Título: Um Estado à beira do precipício
Autor:
Fonte: Valor Econômico, 18/08/2006, Eu & Fim de Semana, p. 3

Valor: O presidente Luiz Inácio Lula da Lula e o ex-governador Geraldo Alckmin não tocaram no tema PCC em seus programas eleitorais. O que esperar do próximo governo em relação à violência?

Luiz Eduardo Soares: Tenho vontade de chorar. É inacreditável. De novo, essa gente continua assobiando na beira do precipício. A elite política brasileira, de esquerda ou de direita, é impermeável a esse tema. Vem com uma conversa demagógica de aumento de pena, ou achando que com crescimento tudo se resolve. É uma estupidez. Com Lula tínhamos um programa tão bom, elogiado até pela oposição, com apoio do Banco Mundial. Mas foi tudo para gaveta.

Valor: Que análise o senhor faz do seqüestro do repórter Guilherme Portanova e do auxiliar técnico Alexandre Coelho Calado, ambos da Rede Globo, pelo Primeiro Comando da Capital (PCC)?

Soares: A Rede Globo agiu de maneira correta. O importante é a preservação da vida. Era impossível agir de outra maneira. Sim, pode abrir um precedente. Mas foi melhor correr este risco do que acabar com a vida de um repórter.

Valor: O secretário de Segurança Saulo de Castro aposta no surgimento de uma segunda força dos presídios, pois, segundo ele, o PCC já está desfalecendo.

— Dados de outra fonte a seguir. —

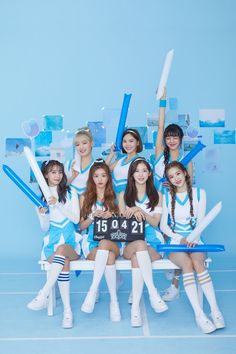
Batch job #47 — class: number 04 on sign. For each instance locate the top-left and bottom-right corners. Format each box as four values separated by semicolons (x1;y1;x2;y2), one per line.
93;216;145;242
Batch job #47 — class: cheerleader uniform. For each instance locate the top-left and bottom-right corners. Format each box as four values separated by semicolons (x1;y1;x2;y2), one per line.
112;155;138;194
161;188;206;244
82;201;123;258
65;159;94;197
38;187;82;260
135;194;164;252
152;152;184;193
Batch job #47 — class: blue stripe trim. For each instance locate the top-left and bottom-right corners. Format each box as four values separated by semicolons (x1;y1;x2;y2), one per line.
176;194;189;206
57;273;70;281
52;256;65;265
50;218;70;225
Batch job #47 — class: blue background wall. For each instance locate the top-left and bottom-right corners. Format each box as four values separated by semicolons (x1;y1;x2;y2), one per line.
0;0;236;260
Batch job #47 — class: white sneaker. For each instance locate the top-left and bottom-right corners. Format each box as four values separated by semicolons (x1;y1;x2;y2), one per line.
110;301;121;322
128;291;133;305
149;292;168;313
62;311;73;328
27;290;48;311
165;269;175;281
211;311;225;329
195;314;216;334
130;306;142;327
162;284;179;301
81;291;96;313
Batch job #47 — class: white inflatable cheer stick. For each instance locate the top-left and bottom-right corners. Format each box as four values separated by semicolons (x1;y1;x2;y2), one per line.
156;49;174;100
24;146;52;202
187;202;222;242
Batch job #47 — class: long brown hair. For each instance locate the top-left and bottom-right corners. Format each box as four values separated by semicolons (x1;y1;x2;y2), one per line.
124;157;159;210
165;161;194;232
81;159;118;219
41;160;70;204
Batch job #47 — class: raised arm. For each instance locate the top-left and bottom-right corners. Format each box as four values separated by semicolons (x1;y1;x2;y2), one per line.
155;89;166;158
79;195;93;231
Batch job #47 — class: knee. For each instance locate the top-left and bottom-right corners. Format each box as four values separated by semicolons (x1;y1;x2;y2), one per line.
192;259;205;273
62;258;70;272
56;245;65;256
107;252;116;265
136;240;148;252
182;258;194;273
131;254;139;268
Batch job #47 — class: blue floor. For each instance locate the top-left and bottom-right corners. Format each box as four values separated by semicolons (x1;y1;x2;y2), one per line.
0;259;236;354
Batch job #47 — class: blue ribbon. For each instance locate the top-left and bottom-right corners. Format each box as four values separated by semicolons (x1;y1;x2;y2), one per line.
2;165;48;208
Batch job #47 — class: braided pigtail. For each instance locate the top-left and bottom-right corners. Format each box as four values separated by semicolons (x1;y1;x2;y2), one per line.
170;185;176;232
163;146;170;166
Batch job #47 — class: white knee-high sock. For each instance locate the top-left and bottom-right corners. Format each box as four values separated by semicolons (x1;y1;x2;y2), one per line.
183;273;203;316
57;272;71;312
89;250;109;292
197;270;220;313
105;264;117;302
42;255;65;296
136;251;157;296
132;268;144;310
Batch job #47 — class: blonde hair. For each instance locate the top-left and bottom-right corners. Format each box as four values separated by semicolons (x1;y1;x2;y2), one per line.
73;127;93;145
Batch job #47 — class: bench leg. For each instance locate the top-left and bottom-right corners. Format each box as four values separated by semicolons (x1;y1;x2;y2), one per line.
47;271;56;316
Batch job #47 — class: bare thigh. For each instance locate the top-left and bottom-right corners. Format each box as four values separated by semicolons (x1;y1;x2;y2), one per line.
148;247;162;262
169;252;193;273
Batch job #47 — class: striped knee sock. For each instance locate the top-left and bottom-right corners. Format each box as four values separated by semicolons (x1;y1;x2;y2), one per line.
197;269;219;313
57;272;71;312
42;255;65;296
183;273;203;316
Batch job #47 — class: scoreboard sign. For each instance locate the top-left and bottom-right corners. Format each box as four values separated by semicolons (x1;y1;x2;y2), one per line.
93;216;145;242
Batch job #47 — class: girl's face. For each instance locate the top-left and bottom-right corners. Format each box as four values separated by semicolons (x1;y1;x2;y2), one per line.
133;162;151;184
46;165;63;187
165;136;180;150
93;168;108;188
122;134;139;154
75;134;93;157
168;167;186;189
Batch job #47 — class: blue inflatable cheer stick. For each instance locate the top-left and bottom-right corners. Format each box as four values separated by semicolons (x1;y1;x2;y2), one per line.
157;244;225;252
2;165;48;208
115;93;132;151
180;141;206;167
160;141;206;183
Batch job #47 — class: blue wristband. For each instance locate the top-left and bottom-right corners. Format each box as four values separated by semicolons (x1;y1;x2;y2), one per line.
159;100;166;108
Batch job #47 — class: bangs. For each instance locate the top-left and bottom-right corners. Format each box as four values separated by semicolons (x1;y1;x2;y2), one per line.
164;124;184;139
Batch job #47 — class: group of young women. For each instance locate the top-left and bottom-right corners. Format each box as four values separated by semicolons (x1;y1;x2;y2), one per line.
27;92;225;333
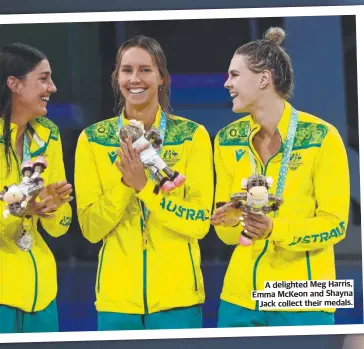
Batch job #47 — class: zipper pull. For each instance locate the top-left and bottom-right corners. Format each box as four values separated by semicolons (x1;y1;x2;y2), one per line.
143;232;148;250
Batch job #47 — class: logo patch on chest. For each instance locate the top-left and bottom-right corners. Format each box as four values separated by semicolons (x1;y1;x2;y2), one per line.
235;149;245;162
288;153;303;171
162;149;180;166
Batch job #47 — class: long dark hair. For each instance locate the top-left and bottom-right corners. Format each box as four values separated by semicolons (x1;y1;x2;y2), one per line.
111;35;171;114
0;43;47;176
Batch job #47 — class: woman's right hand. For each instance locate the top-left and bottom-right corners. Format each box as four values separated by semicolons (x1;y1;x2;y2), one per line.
25;195;57;219
211;202;242;227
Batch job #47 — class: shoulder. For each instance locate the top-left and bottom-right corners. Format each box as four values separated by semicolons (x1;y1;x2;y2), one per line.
293;111;341;149
33;116;59;141
215;115;251;146
81;116;119;146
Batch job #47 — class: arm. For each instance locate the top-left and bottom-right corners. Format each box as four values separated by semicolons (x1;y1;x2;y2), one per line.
75;132;133;243
269;129;350;251
210;135;242;245
39;136;72;237
135;126;213;239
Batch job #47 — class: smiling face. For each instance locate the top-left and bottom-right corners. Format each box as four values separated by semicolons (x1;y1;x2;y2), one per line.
118;47;163;108
8;59;57;119
224;54;265;113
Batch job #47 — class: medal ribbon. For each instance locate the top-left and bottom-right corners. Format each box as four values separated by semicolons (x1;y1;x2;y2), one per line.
249;107;298;216
118;111;167;245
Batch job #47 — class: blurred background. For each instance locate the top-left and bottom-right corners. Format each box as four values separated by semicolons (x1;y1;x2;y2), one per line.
0;16;363;331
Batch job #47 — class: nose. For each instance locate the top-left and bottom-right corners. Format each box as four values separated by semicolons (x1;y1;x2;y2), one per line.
48;80;57;93
224;77;231;89
130;72;140;84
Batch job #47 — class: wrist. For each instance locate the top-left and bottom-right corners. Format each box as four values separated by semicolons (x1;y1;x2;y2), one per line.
134;178;148;193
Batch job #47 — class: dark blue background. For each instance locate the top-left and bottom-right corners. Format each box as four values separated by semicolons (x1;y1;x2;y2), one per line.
0;0;364;349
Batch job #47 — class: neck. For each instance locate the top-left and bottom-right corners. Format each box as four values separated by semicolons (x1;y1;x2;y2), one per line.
124;103;158;129
10;100;32;142
11;114;28;143
251;97;284;138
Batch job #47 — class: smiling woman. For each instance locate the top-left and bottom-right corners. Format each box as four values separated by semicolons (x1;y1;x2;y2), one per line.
75;36;213;330
211;28;350;327
0;43;72;333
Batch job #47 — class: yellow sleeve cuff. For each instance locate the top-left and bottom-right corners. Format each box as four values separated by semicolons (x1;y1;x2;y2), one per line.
135;178;160;211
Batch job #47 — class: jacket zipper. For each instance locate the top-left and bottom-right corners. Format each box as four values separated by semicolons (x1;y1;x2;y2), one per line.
10;145;38;312
248;131;283;311
140;201;148;314
97;241;107;293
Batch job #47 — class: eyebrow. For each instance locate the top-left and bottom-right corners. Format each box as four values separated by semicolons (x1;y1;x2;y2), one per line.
121;64;152;68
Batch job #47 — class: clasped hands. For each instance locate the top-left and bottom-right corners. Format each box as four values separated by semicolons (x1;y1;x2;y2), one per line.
25;180;73;219
115;137;149;192
211;202;273;240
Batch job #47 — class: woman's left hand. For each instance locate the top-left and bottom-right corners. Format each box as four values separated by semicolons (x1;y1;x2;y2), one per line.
242;212;273;240
38;180;73;212
115;138;149;192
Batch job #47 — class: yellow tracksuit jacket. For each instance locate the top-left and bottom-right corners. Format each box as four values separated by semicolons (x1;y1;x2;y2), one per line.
75;108;214;314
0;117;72;312
214;101;350;312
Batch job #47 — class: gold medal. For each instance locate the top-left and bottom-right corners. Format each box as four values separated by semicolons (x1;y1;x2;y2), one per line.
16;218;33;252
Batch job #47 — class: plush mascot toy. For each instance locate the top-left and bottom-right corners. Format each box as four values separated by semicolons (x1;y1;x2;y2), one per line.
216;175;283;246
119;120;186;193
0;156;47;219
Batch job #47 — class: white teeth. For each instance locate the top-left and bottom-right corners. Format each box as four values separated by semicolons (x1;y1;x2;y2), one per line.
129;88;145;94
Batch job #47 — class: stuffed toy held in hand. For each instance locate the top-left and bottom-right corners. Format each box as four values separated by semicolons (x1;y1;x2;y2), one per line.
216;175;283;246
119;120;186;193
0;156;47;219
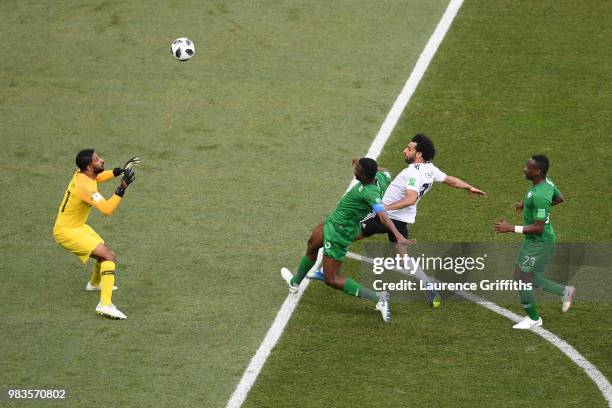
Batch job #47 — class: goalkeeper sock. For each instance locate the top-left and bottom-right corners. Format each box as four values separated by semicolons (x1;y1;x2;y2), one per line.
342;278;378;303
100;261;115;306
89;261;100;286
291;256;316;286
519;290;540;320
533;273;565;296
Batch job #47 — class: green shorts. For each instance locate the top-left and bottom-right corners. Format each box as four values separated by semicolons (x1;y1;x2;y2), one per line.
516;241;555;273
323;221;359;262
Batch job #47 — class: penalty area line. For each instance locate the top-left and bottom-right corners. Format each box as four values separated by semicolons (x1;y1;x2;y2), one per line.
346;252;612;407
227;0;463;408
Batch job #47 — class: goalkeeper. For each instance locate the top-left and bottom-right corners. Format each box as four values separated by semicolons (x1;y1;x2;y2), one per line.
53;149;140;319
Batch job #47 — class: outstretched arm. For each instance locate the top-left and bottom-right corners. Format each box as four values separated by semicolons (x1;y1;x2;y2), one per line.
444;176;487;196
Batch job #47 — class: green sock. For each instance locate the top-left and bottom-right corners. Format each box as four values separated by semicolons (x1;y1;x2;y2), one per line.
519;290;540;320
291;256;316;286
342;278;378;303
533;273;565;296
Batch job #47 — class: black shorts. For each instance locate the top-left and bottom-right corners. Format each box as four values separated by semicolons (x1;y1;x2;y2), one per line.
361;213;408;242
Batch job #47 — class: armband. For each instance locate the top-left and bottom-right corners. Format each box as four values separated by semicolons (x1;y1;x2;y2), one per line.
372;203;385;214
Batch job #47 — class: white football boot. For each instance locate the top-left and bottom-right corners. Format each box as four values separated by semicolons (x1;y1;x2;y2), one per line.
512;316;542;330
376;291;391;322
281;268;299;293
561;286;576;312
85;281;117;290
96;303;127;320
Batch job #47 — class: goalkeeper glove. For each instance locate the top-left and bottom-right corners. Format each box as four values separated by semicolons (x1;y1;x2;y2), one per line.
113;157;140;177
115;169;136;197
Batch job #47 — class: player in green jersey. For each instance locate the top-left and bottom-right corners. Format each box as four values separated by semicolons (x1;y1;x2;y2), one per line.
281;157;408;321
493;155;576;329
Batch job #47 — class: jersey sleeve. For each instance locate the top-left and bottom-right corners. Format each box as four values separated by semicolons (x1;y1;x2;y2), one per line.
363;185;384;212
96;170;115;183
533;194;551;221
76;177;121;215
404;167;421;193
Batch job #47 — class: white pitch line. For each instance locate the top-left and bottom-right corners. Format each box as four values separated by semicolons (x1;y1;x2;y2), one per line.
227;0;463;408
346;252;612;407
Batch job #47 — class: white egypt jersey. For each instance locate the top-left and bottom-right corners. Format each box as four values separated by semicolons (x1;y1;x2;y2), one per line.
383;163;446;224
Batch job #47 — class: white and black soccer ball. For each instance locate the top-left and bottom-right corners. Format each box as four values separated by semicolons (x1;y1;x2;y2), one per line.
170;37;195;61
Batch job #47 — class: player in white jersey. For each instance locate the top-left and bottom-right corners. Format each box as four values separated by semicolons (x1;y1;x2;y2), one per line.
357;134;487;307
357;134;487;242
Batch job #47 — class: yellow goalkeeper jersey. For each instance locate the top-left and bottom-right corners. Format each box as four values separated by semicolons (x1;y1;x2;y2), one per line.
53;170;121;232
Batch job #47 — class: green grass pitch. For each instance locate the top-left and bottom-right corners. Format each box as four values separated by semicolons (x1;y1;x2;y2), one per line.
0;0;612;407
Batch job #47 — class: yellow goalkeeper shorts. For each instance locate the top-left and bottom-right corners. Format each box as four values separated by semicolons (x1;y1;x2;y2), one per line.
53;224;104;263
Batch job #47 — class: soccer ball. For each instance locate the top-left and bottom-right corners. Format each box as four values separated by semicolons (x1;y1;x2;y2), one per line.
170;37;195;61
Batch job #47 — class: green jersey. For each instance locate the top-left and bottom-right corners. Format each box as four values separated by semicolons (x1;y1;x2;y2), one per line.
523;179;561;242
326;182;382;235
374;171;392;196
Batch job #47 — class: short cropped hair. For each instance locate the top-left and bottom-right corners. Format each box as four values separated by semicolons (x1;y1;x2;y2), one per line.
359;157;378;180
531;154;550;175
75;149;95;171
412;133;436;161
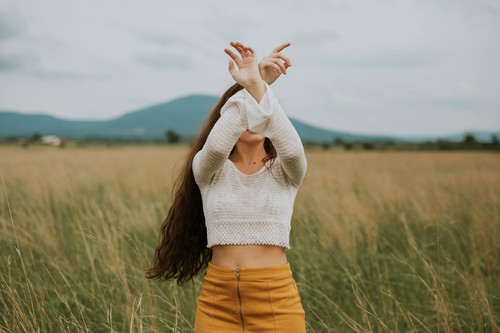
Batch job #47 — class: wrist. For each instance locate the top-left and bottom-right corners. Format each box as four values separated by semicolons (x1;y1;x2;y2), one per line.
245;78;265;90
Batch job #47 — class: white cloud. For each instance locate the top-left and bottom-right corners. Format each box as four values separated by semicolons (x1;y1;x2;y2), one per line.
0;0;500;135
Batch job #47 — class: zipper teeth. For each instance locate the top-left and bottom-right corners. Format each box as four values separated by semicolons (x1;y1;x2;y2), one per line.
236;267;245;333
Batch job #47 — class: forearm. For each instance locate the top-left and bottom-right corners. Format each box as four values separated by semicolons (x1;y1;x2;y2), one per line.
245;79;266;103
246;81;307;186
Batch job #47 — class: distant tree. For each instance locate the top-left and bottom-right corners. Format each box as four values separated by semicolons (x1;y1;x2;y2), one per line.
344;142;353;150
31;132;42;142
491;134;499;147
361;142;375;150
462;134;478;145
165;129;181;143
321;141;330;150
333;137;344;146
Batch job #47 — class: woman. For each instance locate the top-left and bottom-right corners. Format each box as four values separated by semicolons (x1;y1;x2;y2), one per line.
147;42;307;333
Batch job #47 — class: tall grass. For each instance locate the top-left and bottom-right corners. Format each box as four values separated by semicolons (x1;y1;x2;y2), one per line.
0;146;500;332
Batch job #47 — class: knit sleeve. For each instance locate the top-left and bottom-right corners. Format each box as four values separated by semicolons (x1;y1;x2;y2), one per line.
192;83;307;187
244;83;307;187
192;91;247;188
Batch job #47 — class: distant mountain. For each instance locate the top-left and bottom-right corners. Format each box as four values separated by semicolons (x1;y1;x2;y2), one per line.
0;95;500;142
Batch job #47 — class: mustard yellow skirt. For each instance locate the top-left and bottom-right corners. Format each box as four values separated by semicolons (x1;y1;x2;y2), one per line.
194;262;306;333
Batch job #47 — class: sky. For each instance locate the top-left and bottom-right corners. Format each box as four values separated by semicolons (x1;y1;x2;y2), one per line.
0;0;500;136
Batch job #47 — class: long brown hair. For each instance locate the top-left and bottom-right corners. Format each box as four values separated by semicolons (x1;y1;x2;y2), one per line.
145;83;276;286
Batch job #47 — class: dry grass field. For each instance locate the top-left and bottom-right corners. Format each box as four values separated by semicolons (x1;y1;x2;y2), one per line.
0;146;500;332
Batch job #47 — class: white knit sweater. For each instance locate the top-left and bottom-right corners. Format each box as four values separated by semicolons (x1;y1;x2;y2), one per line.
193;84;307;249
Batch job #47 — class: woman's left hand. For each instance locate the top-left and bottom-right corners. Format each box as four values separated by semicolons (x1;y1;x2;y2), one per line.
259;43;292;85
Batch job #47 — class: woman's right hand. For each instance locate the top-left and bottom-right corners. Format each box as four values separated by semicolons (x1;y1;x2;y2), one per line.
224;42;263;88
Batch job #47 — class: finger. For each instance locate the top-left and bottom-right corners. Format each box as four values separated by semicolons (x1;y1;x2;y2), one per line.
229;60;237;78
232;42;248;58
269;58;286;74
262;62;283;74
269;53;292;66
236;42;255;58
273;43;292;53
238;42;255;53
230;42;244;54
224;49;241;68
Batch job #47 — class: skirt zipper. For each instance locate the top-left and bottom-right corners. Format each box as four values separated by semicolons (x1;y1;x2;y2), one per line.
236;267;245;333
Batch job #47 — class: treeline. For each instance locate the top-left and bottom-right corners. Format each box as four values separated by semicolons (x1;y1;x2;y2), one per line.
0;129;500;151
304;134;500;150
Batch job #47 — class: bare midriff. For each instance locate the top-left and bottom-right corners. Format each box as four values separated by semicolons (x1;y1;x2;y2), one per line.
210;244;288;268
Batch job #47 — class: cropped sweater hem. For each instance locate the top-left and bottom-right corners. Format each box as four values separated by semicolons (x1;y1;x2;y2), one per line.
207;221;290;249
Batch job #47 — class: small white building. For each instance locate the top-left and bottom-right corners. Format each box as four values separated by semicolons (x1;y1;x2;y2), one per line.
41;135;63;146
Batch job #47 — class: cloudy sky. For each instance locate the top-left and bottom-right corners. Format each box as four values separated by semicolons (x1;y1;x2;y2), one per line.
0;0;500;135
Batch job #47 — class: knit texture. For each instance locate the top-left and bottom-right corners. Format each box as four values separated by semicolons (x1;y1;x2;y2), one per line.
193;83;307;249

Soares: Não tenho acesso às informações que o secretário possui. E possível que esse grupo se enfraqueça, já que nasceu como instrumento de defesa dos presos e hoje é um instrumento de coação. Mas o secretário já fez tantos prognósticos equivocados, que perdeu o crédito diante da opinião pública. Não se deve levar a sério o que ele diz.

Valor: Quais são as providências a curto prazo para resolver o problema da violência em São Paulo?

Soares: É preciso adotar duas soluções rápidas. Primeiro, as empresas de telefonia não estão colaborando. A Anatel cruzou os braços. A Nexel oferece até aparelho para os pais monitorarem os filhos, mas é incapaz de atender as reivindicações da polícia. A Vivo, a mesma coisa. É preciso citar essas empresas para constrangê-las publicamente. A outra solução seria acabar com o acuamento do Judiciário. Ou se leva a questão para a Justiça Federal, o que minizaria o problema, ou será preciso adotar uma solução extrema: o juiz sem face, procedimento muito usado na Itália e na Colômbia para proteger os juízes de ataques terroristas.

Valor: E as medidas de longo prazo?

Soares: Precisamos de uma reforma profunda na área de segurança. O sistema penitenciário continua o mesmo da ditadura militar. A transição democrática se cumpriu, deixando à margem a questão da segurança pública.